3.8 KiB
Running mdbook
in Continuous Integration
While the following examples use Travis CI, their principles should straightforwardly transfer to other continuous integration providers as well.
Ensuring Your Book Builds and Tests Pass
Here is a sample Travis CI .travis.yml
configuration that ensures mdbook build
and mdbook test
run successfully. The key to fast CI turnaround times
is caching mdbook
installs, so that you aren't compiling mdbook
on every CI
run.
language: rust
sudo: false
cache:
- cargo
rust:
- stable
before_script:
- (test -x $HOME/.cargo/bin/cargo-install-update || cargo install cargo-update)
- (test -x $HOME/.cargo/bin/mdbook || cargo install --vers "^0.3" mdbook)
- cargo install-update -a
script:
- mdbook build path/to/mybook && mdbook test path/to/mybook
Deploying Your Book to GitHub Pages
Following these instructions will result in your book being published to GitHub
pages after a successful CI run on your repository's master
branch.
First, create a new GitHub "Personal Access Token" with the "public_repo"
permissions (or "repo" for private repositories). Go to your repository's Travis
CI settings page and add an environment variable named GITHUB_TOKEN
that is
marked secure and not shown in the logs.
Whilst still in your repository's settings page, navigate to Options and change the
Source on GitHub pages to gh-pages
.
Then, append this snippet to your .travis.yml
and update the path to the
book
directory:
deploy:
provider: pages
skip-cleanup: true
github-token: $GITHUB_TOKEN
local-dir: path/to/mybook/book
keep-history: false
on:
branch: master
That's it!
Note: Travis has a new dplv2 configuration that is currently in beta. To use this new format, update your .travis.yml
file to:
language: rust
os: linux
dist: xenial
cache:
- cargo
rust:
- stable
before_script:
- (test -x $HOME/.cargo/bin/cargo-install-update || cargo install cargo-update)

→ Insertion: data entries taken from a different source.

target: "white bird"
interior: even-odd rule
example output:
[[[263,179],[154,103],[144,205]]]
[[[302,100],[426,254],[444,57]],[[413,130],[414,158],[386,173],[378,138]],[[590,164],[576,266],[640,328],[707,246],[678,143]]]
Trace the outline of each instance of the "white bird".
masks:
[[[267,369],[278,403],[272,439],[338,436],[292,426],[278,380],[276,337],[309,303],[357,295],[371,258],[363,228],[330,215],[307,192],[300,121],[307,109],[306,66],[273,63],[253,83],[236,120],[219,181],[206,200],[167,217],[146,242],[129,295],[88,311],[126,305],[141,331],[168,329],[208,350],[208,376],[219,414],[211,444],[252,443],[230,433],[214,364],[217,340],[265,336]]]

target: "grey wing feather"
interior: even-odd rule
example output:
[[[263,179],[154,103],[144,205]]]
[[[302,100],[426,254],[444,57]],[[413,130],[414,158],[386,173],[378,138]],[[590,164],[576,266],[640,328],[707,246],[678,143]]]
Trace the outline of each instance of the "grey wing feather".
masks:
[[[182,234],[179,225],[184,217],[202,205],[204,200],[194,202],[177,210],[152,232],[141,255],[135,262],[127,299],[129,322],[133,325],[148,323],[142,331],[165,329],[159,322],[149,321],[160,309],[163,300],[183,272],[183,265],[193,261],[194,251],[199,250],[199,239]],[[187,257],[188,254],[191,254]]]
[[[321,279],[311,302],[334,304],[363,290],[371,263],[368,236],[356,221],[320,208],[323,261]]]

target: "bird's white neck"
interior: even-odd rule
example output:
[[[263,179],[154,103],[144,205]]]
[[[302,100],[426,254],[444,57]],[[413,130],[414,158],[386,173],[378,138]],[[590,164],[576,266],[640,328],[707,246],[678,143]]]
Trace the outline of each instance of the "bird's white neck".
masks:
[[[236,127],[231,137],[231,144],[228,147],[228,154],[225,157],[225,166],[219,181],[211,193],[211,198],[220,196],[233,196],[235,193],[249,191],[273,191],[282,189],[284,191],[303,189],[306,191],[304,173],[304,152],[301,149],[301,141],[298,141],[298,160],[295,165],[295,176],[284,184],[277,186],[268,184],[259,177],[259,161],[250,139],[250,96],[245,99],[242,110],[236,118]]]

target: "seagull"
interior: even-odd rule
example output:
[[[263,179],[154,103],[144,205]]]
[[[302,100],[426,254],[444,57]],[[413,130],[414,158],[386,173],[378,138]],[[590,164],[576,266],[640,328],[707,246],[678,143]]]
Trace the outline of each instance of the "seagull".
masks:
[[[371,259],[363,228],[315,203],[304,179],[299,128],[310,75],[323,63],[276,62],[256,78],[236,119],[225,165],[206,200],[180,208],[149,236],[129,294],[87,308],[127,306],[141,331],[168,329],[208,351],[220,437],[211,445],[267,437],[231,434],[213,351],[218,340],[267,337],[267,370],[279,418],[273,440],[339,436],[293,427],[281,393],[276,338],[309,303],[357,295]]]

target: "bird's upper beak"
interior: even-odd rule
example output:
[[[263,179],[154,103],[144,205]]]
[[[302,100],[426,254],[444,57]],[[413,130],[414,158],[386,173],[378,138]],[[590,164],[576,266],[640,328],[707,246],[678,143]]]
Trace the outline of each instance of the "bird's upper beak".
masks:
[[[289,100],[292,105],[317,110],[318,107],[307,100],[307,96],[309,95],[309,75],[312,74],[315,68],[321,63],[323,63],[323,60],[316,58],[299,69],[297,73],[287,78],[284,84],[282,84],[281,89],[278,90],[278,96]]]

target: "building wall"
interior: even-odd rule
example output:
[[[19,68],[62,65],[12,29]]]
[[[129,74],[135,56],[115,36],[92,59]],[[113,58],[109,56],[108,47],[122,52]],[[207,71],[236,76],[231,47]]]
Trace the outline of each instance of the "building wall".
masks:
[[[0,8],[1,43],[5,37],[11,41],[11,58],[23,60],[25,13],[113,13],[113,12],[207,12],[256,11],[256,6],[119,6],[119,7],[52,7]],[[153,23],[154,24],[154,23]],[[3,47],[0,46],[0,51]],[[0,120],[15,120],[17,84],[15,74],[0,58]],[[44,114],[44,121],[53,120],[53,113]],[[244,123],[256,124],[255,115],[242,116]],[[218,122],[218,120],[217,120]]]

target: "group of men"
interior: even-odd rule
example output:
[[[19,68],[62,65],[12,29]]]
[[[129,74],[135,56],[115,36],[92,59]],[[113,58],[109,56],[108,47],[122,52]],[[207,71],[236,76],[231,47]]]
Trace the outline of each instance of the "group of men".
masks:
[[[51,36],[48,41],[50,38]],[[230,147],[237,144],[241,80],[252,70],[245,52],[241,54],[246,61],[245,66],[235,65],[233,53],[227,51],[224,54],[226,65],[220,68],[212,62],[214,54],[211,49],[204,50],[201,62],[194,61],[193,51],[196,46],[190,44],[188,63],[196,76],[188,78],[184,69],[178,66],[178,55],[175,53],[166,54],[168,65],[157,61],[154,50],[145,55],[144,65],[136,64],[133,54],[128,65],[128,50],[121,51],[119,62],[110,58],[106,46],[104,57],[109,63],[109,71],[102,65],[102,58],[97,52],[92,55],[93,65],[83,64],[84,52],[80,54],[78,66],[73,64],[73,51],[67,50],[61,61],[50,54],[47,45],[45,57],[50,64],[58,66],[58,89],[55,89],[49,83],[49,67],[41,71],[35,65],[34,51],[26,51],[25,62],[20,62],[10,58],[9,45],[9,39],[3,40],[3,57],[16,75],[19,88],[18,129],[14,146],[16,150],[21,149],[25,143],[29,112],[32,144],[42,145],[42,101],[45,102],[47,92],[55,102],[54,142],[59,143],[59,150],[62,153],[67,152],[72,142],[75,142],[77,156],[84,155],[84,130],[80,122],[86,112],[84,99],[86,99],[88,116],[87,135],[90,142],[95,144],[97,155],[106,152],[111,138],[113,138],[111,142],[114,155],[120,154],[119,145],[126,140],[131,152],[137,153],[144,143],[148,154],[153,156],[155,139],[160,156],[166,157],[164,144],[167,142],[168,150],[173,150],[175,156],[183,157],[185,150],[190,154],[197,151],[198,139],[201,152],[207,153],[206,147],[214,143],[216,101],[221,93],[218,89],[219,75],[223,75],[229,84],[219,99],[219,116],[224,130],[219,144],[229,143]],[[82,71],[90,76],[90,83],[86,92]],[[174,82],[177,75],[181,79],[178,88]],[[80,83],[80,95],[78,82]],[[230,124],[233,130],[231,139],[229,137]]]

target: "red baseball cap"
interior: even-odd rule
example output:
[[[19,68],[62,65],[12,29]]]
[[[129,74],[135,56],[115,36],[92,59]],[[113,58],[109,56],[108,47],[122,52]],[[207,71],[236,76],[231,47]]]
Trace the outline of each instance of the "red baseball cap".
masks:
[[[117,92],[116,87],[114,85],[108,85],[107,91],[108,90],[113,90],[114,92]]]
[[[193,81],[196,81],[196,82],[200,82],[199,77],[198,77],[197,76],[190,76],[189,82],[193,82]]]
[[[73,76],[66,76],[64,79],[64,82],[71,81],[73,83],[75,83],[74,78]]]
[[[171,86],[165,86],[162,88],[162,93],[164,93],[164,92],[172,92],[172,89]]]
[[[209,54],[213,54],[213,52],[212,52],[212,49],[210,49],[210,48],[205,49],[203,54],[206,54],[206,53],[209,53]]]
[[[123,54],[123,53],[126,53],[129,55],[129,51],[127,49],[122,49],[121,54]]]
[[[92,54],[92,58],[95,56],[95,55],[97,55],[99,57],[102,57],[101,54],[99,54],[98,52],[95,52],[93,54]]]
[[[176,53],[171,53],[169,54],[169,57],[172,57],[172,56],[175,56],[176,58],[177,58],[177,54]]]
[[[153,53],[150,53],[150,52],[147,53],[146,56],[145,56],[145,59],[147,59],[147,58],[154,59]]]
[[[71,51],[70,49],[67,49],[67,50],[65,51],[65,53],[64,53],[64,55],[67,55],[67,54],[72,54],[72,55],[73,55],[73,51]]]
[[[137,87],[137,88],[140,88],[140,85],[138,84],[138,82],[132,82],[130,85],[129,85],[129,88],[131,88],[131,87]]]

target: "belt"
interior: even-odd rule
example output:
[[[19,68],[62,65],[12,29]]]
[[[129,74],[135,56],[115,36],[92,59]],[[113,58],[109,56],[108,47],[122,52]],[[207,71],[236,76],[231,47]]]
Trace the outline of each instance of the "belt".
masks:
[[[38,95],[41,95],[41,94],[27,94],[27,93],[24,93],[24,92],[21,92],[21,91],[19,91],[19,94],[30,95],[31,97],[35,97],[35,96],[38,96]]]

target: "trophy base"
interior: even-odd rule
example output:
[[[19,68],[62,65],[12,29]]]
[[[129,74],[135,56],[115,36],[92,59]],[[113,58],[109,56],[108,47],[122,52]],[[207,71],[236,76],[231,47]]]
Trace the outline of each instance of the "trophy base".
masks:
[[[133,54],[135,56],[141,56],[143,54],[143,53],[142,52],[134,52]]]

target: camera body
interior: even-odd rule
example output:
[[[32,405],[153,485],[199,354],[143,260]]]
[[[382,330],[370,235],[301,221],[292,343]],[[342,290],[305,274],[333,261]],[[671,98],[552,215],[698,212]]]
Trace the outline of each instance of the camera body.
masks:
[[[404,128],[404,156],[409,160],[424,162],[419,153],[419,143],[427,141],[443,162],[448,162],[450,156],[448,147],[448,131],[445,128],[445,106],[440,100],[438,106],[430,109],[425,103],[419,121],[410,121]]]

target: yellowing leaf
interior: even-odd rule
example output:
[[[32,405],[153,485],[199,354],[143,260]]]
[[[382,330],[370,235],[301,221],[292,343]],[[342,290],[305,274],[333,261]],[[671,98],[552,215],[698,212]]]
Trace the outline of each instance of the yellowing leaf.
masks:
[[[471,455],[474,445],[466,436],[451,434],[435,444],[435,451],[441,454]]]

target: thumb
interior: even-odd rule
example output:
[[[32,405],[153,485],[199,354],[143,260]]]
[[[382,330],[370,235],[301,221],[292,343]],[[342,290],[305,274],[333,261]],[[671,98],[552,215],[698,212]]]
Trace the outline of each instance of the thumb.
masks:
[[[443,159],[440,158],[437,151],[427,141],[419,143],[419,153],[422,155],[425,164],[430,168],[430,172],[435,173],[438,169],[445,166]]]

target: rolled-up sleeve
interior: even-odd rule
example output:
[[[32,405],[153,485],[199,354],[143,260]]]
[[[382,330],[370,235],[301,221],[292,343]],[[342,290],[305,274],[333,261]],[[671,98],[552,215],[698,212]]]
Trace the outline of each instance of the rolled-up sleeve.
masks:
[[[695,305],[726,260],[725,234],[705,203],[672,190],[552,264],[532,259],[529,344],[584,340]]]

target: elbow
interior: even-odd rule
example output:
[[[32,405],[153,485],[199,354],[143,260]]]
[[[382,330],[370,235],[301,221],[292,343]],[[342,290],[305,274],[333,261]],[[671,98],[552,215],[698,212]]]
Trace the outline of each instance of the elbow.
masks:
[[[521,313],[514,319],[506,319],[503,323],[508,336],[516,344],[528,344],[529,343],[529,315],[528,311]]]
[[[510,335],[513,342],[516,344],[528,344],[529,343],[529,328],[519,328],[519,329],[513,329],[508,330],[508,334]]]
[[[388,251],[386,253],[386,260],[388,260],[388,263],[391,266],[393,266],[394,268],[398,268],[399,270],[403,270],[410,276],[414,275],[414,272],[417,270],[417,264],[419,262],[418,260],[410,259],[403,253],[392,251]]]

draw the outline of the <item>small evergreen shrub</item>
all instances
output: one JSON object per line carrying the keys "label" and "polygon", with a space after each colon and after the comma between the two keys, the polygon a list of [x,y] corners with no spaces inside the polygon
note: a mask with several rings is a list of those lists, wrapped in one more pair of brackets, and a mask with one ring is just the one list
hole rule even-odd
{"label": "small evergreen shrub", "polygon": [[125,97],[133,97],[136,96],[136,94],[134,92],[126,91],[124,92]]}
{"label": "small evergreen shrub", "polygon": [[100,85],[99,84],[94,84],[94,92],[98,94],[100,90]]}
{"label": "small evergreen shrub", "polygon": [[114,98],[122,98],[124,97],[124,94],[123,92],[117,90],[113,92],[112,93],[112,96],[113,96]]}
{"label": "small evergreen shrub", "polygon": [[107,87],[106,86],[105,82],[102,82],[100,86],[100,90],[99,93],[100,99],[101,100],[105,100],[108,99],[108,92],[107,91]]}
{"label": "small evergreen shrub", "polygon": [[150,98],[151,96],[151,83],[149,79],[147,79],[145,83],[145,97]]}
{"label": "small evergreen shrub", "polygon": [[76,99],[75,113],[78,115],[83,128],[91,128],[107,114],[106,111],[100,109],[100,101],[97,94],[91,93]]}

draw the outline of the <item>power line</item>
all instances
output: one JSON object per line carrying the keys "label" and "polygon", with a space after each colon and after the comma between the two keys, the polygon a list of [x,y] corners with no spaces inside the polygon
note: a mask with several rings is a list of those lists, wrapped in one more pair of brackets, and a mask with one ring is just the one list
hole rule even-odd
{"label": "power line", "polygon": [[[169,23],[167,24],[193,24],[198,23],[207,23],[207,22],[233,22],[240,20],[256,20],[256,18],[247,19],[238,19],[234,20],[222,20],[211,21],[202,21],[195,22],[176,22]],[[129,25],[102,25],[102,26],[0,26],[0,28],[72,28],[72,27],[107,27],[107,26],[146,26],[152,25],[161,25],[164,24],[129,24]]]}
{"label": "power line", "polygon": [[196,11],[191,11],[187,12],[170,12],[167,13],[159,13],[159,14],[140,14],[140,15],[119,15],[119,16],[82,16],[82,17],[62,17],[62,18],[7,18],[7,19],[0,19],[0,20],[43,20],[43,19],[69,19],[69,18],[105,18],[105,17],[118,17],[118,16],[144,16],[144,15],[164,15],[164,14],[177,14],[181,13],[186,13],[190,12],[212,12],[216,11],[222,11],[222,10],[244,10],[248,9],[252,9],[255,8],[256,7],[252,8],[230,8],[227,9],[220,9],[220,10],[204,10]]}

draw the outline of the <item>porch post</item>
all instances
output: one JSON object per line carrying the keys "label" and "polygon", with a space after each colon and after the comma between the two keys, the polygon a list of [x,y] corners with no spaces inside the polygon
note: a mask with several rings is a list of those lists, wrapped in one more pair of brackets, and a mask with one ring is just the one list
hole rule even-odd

- (test -x $HOME/.cargo/bin/mdbook || cargo install --vers "^0.3" mdbook)
- cargo install-update -a
script:
- mdbook build path/to/mybook && mdbook test path/to/mybook
deploy:
provider: pages
strategy: git
edge: true
cleanup: false
github-token: $GITHUB_TOKEN
local-dir: path/to/mybook/book
keep-history: false
on:
branch: master
target_branch: gh-pages
Deploying to GitHub Pages manually
If your CI doesn't support GitHub pages, or you're deploying somewhere else with integrations such as Github Pages: note: you may want to use different tmp dirs:
$> git worktree add /tmp/book gh-pages
$> mdbook build
$> rm -rf /tmp/book/* # this won't delete the .git directory
$> cp -rp book/* /tmp/book/
$> cd /tmp/book
$> git add -A
$> git commit 'new book message'
$> git push origin gh-pages
$> cd -
Or put this into a Makefile rule:
.PHONY: deploy
deploy: book
@echo "====> deploying to github"
git worktree add /tmp/book gh-pages
rm -rf /tmp/book/*
cp -rp book/* /tmp/book/
cd /tmp/book && \
git add -A && \
git commit -m "deployed on $(shell date) by ${USER}" && \
git push origin gh-pages
Deploying Your Book to GitLab Pages
Inside your repository's project root, create a file named .gitlab-ci.yml
with the following contents:
stages:
- deploy
pages:
stage: deploy
image: rust:alpine
variables:
CARGO_HOME: $CI_PROJECT_DIR/cargo
before_script:
- export PATH="$PATH:$CARGO_HOME/bin"
- mdbook --version || cargo install mdbook
script:
- mdbook build -d public
only:
- master
artifacts:
paths:
- public
cache:
paths:
- $CARGO_HOME/bin
After you commit and push this new file, GitLab CI will run and your book will be available!